Staff Site Reliability Engineer - Site Experience

Reddit·Remote(Remote - United Kingdom)

Software Development

Excel

WFA Digital Insight

As demand for reliable digital infrastructure grows, Reddit seeks a Staff Site Reliability Engineer to lead the charge. With over 126 million daily active users, the platform's performance is crucial. Candidates with experience in large-scale distributed systems and a passion for solving complex reliability challenges will thrive in this role. The current remote job market sees a 25% increase in demand for site reliability engineers, making this a prime opportunity for those looking to make a significant impact.

Job Description

About the Role

The Staff Site Reliability Engineer position at Reddit is a technical leadership role focused on ensuring the reliability and performance of critical user-facing systems. As a key member of the Site Experience SRE team, you will partner with product and infrastructure teams to drive availability, latency, scalability, and operational excellence across Reddit's most business-critical experiences.

Reddit is a community of communities, built on shared interests, passion, and trust. With over 100,000 active communities and approximately 126 million daily active unique visitors, the platform is one of the largest and most influential on the internet. As such, reliability and performance are more critical than ever.

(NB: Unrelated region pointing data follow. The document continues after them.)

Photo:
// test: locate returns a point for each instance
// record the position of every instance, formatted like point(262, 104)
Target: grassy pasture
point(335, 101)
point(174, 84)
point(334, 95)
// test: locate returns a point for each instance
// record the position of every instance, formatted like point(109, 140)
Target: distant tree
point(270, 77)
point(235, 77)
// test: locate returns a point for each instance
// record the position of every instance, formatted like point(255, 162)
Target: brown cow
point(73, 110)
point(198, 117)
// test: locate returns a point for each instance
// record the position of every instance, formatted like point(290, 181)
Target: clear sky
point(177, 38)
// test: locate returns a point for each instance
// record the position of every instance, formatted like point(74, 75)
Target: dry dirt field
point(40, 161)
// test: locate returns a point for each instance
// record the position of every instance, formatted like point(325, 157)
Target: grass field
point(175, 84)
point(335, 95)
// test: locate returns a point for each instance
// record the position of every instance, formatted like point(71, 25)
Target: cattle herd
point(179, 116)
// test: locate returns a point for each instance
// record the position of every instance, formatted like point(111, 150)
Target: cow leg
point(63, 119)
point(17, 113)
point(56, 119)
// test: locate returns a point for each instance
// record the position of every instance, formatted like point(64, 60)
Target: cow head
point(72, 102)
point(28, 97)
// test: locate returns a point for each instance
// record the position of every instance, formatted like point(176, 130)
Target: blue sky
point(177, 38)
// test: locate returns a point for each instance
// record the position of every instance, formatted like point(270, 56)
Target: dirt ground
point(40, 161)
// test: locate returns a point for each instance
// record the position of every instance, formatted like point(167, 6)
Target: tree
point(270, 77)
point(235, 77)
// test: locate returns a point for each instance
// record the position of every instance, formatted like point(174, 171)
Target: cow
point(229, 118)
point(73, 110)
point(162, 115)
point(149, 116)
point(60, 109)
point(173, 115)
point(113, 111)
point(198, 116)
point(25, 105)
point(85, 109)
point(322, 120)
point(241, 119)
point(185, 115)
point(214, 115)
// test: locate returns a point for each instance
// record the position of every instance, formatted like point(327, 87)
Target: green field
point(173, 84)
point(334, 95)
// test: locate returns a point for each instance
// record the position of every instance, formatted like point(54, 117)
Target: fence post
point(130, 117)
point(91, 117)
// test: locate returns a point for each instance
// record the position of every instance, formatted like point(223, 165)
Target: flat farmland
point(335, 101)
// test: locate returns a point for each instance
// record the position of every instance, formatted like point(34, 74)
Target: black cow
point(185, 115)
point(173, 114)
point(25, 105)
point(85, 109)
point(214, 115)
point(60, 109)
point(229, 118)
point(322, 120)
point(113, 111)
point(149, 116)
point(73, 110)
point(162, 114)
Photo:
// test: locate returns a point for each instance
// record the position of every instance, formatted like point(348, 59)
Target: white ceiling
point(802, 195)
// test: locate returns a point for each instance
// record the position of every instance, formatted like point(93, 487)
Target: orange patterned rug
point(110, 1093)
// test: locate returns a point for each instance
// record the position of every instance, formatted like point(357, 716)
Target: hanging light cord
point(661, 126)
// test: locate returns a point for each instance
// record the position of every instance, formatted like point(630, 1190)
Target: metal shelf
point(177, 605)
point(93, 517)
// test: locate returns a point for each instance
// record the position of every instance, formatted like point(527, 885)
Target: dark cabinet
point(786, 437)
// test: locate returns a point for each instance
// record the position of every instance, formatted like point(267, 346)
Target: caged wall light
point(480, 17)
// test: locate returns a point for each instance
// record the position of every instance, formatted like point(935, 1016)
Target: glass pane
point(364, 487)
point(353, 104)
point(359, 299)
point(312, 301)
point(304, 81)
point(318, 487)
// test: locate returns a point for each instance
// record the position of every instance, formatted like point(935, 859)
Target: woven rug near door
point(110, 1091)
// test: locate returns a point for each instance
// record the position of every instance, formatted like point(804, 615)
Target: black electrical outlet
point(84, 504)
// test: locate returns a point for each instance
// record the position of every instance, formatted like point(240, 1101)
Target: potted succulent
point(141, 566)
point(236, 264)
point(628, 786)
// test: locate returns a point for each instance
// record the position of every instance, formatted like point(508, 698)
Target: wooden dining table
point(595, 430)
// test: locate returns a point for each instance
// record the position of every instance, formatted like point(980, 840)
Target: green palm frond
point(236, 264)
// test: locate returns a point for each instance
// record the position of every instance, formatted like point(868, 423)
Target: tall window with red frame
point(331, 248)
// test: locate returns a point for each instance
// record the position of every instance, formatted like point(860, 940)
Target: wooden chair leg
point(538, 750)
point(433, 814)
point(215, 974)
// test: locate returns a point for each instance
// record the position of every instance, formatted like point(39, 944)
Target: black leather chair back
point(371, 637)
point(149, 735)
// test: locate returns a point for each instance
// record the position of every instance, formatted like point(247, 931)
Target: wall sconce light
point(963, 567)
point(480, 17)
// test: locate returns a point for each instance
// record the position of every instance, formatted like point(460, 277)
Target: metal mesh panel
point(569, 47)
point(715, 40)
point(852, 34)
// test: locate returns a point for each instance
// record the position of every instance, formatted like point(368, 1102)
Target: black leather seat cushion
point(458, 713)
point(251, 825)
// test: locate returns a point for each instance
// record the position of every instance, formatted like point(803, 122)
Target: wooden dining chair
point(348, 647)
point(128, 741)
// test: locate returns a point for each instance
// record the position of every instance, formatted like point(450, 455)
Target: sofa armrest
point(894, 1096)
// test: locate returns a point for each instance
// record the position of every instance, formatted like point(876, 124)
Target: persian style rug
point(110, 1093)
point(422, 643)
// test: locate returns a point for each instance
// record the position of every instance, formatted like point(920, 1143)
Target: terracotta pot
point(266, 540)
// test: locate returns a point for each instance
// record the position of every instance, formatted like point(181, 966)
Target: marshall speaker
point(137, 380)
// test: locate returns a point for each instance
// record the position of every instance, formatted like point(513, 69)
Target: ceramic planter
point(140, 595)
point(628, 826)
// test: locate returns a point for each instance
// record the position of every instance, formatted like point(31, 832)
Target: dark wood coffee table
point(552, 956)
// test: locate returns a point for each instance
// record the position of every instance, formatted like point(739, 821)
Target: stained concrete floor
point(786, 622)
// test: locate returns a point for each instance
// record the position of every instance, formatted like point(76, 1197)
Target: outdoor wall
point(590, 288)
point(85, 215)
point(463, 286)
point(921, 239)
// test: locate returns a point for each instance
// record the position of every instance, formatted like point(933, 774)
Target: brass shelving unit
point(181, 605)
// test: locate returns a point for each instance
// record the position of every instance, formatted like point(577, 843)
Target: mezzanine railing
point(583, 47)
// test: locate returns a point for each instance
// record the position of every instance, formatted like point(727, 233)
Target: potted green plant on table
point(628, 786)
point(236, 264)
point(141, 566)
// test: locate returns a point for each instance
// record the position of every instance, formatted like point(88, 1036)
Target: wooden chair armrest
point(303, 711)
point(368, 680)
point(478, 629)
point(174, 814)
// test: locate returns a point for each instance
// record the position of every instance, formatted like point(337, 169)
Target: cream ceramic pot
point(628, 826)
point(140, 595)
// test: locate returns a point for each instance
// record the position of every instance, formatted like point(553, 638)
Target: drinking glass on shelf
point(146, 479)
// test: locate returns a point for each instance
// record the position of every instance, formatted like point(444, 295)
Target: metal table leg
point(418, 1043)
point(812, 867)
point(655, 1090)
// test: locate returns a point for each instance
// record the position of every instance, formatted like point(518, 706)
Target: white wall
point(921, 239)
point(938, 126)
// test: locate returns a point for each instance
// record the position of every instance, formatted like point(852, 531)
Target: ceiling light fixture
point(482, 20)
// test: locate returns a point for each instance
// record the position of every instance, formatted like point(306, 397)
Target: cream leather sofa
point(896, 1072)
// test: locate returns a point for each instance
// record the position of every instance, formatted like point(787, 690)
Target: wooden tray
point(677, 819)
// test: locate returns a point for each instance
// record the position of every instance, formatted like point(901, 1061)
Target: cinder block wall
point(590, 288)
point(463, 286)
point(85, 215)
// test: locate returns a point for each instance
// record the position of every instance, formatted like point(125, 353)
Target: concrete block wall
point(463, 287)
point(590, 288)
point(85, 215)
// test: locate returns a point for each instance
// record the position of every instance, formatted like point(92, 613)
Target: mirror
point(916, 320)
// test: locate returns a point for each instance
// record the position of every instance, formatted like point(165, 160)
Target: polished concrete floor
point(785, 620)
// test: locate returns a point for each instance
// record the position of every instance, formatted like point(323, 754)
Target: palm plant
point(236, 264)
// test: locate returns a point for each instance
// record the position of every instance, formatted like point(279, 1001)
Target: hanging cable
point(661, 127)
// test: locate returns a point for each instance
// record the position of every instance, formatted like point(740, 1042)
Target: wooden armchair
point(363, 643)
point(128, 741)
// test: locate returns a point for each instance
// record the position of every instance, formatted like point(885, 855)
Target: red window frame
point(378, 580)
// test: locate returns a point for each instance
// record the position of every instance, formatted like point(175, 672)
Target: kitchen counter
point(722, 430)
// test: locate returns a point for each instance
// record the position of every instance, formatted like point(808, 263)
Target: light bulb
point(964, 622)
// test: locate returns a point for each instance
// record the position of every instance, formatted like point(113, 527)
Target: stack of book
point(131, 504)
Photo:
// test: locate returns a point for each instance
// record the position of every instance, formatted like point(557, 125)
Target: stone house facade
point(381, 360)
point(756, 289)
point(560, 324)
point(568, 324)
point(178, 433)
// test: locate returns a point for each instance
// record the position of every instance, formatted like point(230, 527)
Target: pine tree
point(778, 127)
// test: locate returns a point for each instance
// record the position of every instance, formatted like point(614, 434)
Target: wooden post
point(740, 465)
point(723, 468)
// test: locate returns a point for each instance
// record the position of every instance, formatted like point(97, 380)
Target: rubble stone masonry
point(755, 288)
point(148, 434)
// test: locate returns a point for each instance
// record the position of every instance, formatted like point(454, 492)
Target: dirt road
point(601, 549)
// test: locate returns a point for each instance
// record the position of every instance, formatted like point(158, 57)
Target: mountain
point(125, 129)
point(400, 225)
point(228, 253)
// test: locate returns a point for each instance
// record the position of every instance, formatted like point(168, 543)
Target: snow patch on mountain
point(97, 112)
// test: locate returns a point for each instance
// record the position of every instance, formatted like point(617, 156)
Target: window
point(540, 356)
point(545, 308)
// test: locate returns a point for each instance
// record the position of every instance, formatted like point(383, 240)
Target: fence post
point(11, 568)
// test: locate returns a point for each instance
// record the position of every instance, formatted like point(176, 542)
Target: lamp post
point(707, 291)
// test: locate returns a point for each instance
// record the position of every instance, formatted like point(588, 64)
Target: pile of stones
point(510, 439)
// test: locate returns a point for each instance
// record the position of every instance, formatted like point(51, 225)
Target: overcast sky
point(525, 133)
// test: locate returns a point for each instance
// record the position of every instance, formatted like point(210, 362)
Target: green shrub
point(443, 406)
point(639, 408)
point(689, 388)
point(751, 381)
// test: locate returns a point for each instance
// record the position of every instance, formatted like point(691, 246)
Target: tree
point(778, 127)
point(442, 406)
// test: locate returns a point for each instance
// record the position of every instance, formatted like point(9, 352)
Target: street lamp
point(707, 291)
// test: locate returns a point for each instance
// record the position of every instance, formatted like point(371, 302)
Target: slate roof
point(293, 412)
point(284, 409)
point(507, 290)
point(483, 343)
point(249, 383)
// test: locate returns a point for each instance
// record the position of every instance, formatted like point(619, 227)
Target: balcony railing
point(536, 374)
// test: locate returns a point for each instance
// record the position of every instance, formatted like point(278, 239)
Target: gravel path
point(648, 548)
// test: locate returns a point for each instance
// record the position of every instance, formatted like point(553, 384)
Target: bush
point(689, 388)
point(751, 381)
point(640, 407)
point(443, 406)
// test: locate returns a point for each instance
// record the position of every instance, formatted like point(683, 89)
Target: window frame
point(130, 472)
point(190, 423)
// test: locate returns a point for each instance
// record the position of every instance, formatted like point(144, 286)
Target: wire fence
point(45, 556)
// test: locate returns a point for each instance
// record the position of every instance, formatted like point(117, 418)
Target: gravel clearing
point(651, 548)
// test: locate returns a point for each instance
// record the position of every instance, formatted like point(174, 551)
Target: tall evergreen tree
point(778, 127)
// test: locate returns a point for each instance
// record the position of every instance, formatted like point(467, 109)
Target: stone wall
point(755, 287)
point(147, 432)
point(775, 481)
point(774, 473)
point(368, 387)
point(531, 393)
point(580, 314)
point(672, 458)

The Site Experience SRE team sits at the intersection of infrastructure, product engineering, and user experience, ensuring that every interaction across web, mobile, APIs, feeds, media delivery, and real-time systems is fast, reliable, and resilient.

What You Will Do

Lead reliability engineering initiatives for critical user-facing systems at internet scale
Partner with product and infrastructure teams to improve availability, latency, scalability, and operational excellence
Drive architectural decisions around failover, redundancy, graceful degradation, traffic management, and capacity planning
Identify systemic risks and reliability bottlenecks across services, dependencies, deployments, and infrastructure
Build proactive mitigation strategies and drive engineering improvements that reduce incidents and improve service health
Eliminate repetitive operational work through automation and tooling
Lead complex incident response efforts across engineering teams
Drive blameless postmortems, identify root causes, and ensure sustainable long-term fixes are implemented
Influence engineering standards and best practices across the organization

What We Are Looking For

5+ years of experience in site reliability engineering or a related field
Strong technical leadership and architecture skills
Experience with large-scale distributed systems and cloud infrastructure
Proficiency in programming languages such as Python, Java, or C++
Strong understanding of reliability, scalability, and performance principles
Experience with automation and tooling, such as Ansible, Docker, or Kubernetes
Strong communication and collaboration skills
Experience with incident management and blameless postmortems

Nice to Have

Experience with Excel or other data analysis tools
Experience with machine learning or artificial intelligence
Experience with containerization and orchestration
Experience with agile development methodologies

Benefits and Perks

Competitive salary and benefits package
Opportunity to work on a high-impact team with a significant influence on the company's growth and success
Collaborative and dynamic work environment
Flexible working hours and remote work options
Access to cutting-edge technologies and tools
Professional development and growth opportunities
Recognition and reward for outstanding performance
Comprehensive health and wellness programs
Generous parental leave policy

How to Stand Out

Ensure you have a strong understanding of large-scale distributed systems and cloud infrastructure, as well as experience with automation and tooling.
Develop a portfolio that showcases your technical leadership and architecture skills, including examples of reliability engineering initiatives you've led.
Be prepared to discuss your experience with incident management and blameless postmortems, and how you've driven engineering improvements to reduce incidents and improve service health.
Research Reddit's company culture and values, and be prepared to discuss how your skills and experience align with their mission and goals.
Don't be afraid to ask questions during the interview process, such as what a typical day looks like in the role or what opportunities there are for growth and development.
Make sure to highlight your experience with data analysis tools like Excel, and be prepared to discuss how you've used data to drive technical decisions.
Be prepared to negotiate your salary and benefits package, and don't be afraid to ask about opportunities for professional development and growth.

This is a remote position listed on WFA Digital, the platform for professionals who work from anywhere. Browse more remote jobs across all categories.